In less than two decades, the graying of America will be inescapable: Older adults are projected to outnumber kids for the first time in U.S. history, according to the U.S. Census Bureau. Families needing an extra set of hands have a few options to choose from.

Home health and home care are two distinct types of services to help aging relatives manage their health while providing them with a high quality lifestyle, Catherine Merkey, outreach coordinator for Masonic Village Home Health, said. She said many people get confused by the two services and part of her job is to help educate them.

Home health care often includes the administration of medication, medical testing, caring for a wound or injury, help with recovering from an illness and different types of therapy, including physical, occupational and speech-language. This type of care is typically necessary after someone has been hospitalized, is undergoing rehabilitation or is transitioning out of a nursing facility. There are no set hours for home health and the average length of service is usually about 60 days or until the patient is no longer homebound.

“With home health, a lot of times we have patients who are temporarily homebound – they may have had a knee or hip replacement,” Catherine said. “Our goal is to get the patient back on their feet and living independently.
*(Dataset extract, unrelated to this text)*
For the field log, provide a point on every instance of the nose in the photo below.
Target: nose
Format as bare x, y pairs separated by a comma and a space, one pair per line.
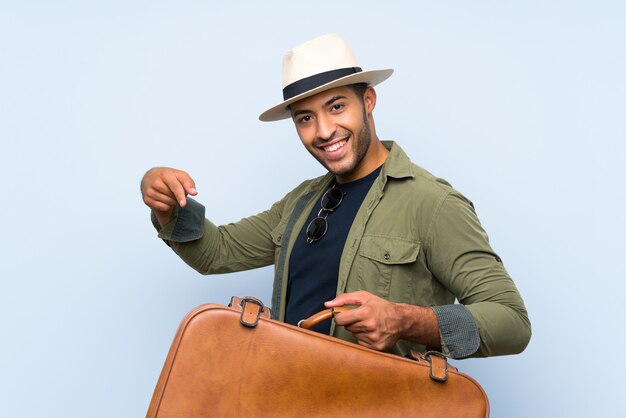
326, 128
It’s not meant to be long-term care.”

Home care focuses on providing older adults with assistance in their daily activities occasionally or for an extended period of time. Depending on the individual’s needs, a home care aid might assist with meal prep, laundry, light housework, bathing, transportation and mobility. They may even simply provide companionship.

Another difference between home health and home care is price. Home health is covered by medical insurance, including Medicare and Medicaid. “Some people have a long-term care insurance policy that will kick in,” Catherine said. “It really depends on the policy.” Home care is paid for out-of-pocket and may last for a longer period of time.

Masonic Village at Elizabethtown offers home health, home care and hospice services. Catherine, who is also a social worker, said her job is to advocate for the patients. “If you qualify for services, you’re entitled to use them,” she said. “They help to reduce ER visits and re-hospitalizations.”